Are you experiencing tingling or watery eyes? It could be allergic conjunctivitis, which is a common eye inflammation. This type of conjunctivitis does not harm your eyes or cause any vision complications. And unlike bacterial and viral conjunctivitis, allergic conjunctivitis does not present a risk of contamination. Here are the symptoms and treatments of allergic conjunctivitis in detail.

What is allergic conjunctivitis?

Allergic conjunctivitis is an inflammation of the conjunctiva in response to an allergen in your environment. The conjunctiva is a transparent membrane that covers the eye and the inside of the eyelids. This membrane swells and becomes inflamed when it reacts to allergenic particles.

Pollens are the main known allergens that cause chronic allergic conjunctivitis. This is why spring is when there are more allergic reactions. During this season, grasses, trees and herbaceous plants release their pollen.

Other potential allergens can trigger allergic conjunctivitis.
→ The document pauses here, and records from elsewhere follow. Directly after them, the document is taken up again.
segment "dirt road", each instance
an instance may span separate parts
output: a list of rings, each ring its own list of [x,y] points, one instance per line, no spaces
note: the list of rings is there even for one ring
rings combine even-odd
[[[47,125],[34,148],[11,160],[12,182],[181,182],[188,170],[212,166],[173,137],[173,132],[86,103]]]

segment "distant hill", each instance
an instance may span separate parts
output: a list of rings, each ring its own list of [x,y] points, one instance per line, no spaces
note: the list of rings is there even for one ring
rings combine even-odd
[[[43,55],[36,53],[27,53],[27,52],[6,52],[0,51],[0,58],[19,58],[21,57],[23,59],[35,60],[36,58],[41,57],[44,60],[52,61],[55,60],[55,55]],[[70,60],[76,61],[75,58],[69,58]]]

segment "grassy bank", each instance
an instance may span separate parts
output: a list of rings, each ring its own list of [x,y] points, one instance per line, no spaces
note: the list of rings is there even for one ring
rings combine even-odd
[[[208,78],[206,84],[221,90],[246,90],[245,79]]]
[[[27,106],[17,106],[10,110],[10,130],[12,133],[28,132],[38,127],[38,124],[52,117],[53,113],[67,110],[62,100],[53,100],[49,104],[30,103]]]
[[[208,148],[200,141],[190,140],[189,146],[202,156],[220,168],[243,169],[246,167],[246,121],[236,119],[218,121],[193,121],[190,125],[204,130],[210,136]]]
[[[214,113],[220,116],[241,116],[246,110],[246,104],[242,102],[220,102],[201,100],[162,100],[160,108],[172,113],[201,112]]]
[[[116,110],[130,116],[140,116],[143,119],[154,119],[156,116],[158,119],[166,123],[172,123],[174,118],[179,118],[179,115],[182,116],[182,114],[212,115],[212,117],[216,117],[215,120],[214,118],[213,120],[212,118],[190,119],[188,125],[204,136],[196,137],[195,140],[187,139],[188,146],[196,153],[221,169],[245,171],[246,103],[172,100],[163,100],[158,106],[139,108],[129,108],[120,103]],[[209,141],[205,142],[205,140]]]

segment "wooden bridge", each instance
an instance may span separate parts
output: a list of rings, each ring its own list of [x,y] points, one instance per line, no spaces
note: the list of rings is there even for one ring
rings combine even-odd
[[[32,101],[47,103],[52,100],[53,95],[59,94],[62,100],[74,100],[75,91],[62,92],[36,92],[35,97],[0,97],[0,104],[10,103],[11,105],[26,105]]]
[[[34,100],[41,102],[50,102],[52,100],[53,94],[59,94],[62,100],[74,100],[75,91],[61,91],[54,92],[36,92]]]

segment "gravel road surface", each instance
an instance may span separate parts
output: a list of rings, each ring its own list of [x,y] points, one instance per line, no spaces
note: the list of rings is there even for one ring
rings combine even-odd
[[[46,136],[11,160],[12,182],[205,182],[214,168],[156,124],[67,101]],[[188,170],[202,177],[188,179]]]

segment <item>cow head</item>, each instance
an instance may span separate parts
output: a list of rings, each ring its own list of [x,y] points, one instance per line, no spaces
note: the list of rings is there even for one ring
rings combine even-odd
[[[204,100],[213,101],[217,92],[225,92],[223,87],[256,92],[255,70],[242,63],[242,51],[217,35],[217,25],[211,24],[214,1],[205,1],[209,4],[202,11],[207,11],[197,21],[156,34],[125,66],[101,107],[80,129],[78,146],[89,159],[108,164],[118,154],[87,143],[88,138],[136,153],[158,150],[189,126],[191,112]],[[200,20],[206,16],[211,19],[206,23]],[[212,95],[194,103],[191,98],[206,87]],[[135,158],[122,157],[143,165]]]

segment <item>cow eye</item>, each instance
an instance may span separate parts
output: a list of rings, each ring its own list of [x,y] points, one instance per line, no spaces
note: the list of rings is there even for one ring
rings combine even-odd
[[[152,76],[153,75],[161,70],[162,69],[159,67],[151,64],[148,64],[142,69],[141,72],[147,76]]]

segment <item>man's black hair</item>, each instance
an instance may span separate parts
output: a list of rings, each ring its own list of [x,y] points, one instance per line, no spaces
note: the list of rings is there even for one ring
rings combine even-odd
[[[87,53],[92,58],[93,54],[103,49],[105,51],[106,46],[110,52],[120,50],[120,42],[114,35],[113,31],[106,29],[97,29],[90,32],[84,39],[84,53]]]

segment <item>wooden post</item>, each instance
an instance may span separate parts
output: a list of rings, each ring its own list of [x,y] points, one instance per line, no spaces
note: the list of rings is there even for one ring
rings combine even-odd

These can be found in your living environment: pet hair, dust mites, makeup, mould, or even chlorine in swimming pools.

Allergic conjunctivitis is often associated with allergic rhinitis, which causes sneezing and a runny nose.

The duration of allergic conjunctivitis depends on the exposure time to the allergen and each individual.

What are the symptoms of allergic conjunctivitis?

Allergic conjunctivitis is accompanied by stinging, burning, redness and tearing. The symptoms are similar in both eyes. More rarely, allergic conjunctivitis may affect only one eye, or one eye may be more affected than the other.

Other symptoms may arise with allergic conjunctivitis, mainly caused by pollen. These include itchy eyes and nose, sneezing and nasal congestion. In these cases, it becomes difficult to avoid rubbing and scratching the eyes. Over time, this rubbing can lead to erythema and swollen eyelids.

What are the treatments for allergic conjunctivitis?

When possible, avoid exposure to allergens until the symptoms subside. At home, you can apply cold water compresses to relieve the discomfort.

You can also find over-the-counter eye drops containing antihistamines, such as ketotifen. These products are usually enough to relieve the symptoms. If allergic conjunctivitis causes dry eyes, you can liberally use hydrating eye drops.

If this treatment is ineffective enough in relieving your allergic conjunctivitis, you should make an appointment with an optometrist.

Allergic conjunctivitis: When should you consult a professional?

It is best to consult a health or vision professional (physician, optometrist or ophthalmologist) if:

  • Eye drops containing an antihistamine do not help;
  • Your eyelids continue to swell.

Other prescription antihistamine eye drops exist as well as anti-inflammatory eye drops that can provide soothing relief.